We attended the Public Advocate's presser yesterday-and came away only partially impressed with the way that Bill de Blasio is framing the office's efforts to use community organizers in the office's efforts to help New Yorkers combat government intransigence. What did get our juices flowing in the right direction was de Blasio's statement that it is often government itself that is the problem.
On the flip side, however, was the one-sided nature of the groups that were invited to highlight the PA's new community organizing division. Here's the NY Post's take: "In the latest example of the growing influence of the labor-backed Working Families Party, five new City Council members backed by the group stood with the city's new public advocate yesterday in his first public appearance. It is rare for council members to align themselves with the public advocate, who is elected to be a watchdog over city government, but the new slate of WFP-supported members are showing early loyalty to Public Advocate Bill de Blasio (pictured), who also is closely aligned with the party. De Blasio, a slew of community groups and the council members promised to use the public advocate's office to link New Yorkers with community groups that could help them with bureaucratic problems, such as landlord-tenant disputes."
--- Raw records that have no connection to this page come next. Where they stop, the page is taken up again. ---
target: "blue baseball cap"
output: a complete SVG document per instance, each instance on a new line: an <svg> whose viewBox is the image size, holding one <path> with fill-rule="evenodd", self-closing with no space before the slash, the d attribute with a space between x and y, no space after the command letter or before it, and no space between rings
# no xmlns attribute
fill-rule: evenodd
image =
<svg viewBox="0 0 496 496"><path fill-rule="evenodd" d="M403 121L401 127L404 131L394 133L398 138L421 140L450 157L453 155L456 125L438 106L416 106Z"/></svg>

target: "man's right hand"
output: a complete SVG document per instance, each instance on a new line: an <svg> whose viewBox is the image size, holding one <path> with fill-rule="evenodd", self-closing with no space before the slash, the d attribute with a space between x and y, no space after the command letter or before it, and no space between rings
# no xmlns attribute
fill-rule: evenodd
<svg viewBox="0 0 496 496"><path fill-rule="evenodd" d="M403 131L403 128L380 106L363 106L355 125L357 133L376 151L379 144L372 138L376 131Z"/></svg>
And the paper's editorial goes further: "De Blasio yesterday announced the creation of a new "community-organizing" department within his office -- purportedly to "help neighborhood activists build grass-roots coalitions...Not that New Yorkers in search of, say, tax relief will get much help, of course: De Blasio's community "partners" are the same lefty grabbers who've been picking the city dry in the first place."
Now we don't agree completely with the Post's take on the groups in attendance yesterday-some of them-particularly Make the Road New York-have been very good allies in some of the Alliance's own battles. But we do agree that the PA needs to distance himself from the ideological one-sidedness that the panoply of groups at the presser represented. As the reporter from the Brooklyn Eagle asked de Blasio: "Where are the local civic groups?"
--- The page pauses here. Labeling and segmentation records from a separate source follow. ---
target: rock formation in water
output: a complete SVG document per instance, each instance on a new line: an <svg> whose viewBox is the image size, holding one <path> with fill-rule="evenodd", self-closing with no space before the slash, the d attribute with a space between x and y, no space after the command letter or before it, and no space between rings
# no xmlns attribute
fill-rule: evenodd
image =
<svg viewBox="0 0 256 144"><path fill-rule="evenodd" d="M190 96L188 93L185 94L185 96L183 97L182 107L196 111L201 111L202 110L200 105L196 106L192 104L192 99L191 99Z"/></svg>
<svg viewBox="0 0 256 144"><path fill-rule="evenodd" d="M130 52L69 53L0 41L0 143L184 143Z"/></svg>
de Blasio, to his credit, didn't dismiss these neighborhood-based groups, but their absence yesterday was indeed unfortunate. As was the absence of, say, small business and environmental advocates who would have given the announcement of the PA's new direction better balance and a greater degree of policy heft.
It has been our experience-and, admittedly, close to thirty years of successful grass roots lobbying doesn't account for all that much in certain quarters-that the grass roots organizing is not exclusively a left or right wing phenomenon. And nothing symbolizes this as much as the recently concluded successful effort to defeat the Kingsbridge Armory.
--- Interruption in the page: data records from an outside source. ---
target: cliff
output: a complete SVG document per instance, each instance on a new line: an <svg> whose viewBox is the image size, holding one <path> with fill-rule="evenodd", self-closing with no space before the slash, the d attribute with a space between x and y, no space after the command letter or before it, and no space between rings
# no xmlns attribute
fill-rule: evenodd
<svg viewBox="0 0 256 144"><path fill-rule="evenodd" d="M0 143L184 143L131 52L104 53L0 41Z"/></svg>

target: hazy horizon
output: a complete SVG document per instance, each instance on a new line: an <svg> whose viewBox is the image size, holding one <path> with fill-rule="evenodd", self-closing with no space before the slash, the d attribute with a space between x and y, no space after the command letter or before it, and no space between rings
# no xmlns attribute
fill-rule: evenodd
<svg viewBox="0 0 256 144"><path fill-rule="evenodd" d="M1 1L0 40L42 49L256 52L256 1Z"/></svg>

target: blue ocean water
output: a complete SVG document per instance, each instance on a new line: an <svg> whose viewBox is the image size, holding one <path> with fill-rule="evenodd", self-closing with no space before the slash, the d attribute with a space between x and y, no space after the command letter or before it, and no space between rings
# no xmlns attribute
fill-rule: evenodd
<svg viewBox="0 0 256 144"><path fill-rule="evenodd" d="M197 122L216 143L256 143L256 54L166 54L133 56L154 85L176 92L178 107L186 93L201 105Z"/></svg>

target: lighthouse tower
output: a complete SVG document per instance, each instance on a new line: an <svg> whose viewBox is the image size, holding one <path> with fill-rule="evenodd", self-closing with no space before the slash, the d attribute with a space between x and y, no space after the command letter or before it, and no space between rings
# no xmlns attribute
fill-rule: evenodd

And while we're on that subject, isn't it curious that de Blasio had no one from KARA at his press launch of a community organizing department? KARA's work-and the efforts of the NWBCCC and the RWDSU that led the coalition-is a quintessential example of what successful community organizing can do; and it's work is the one shining example over the past decade of how grass roots lobbying and organizing can not only speak truth to power, but smack that power down at the same time.
KARA should not only have been present, but its work should have keynoted the PA's presser. And it needs to be pointed out, that the work of KARA was an example of how grass roots coalitions can transcend rigid ideological barriers. The defeat of the Armory project was in no small measure the result of the active participation of the neighborhood merchants-something that the Alliance has done successfully for years.
The absence of these elements yesterday, demonstrates to us that the Advocate's focus needs to be broader and more inclusive if de Blasio is going to be able to become a serious city wide contender and not simply a cats paw for the WFP and its constituent elements. Let's see how this all-and he himself-evolves.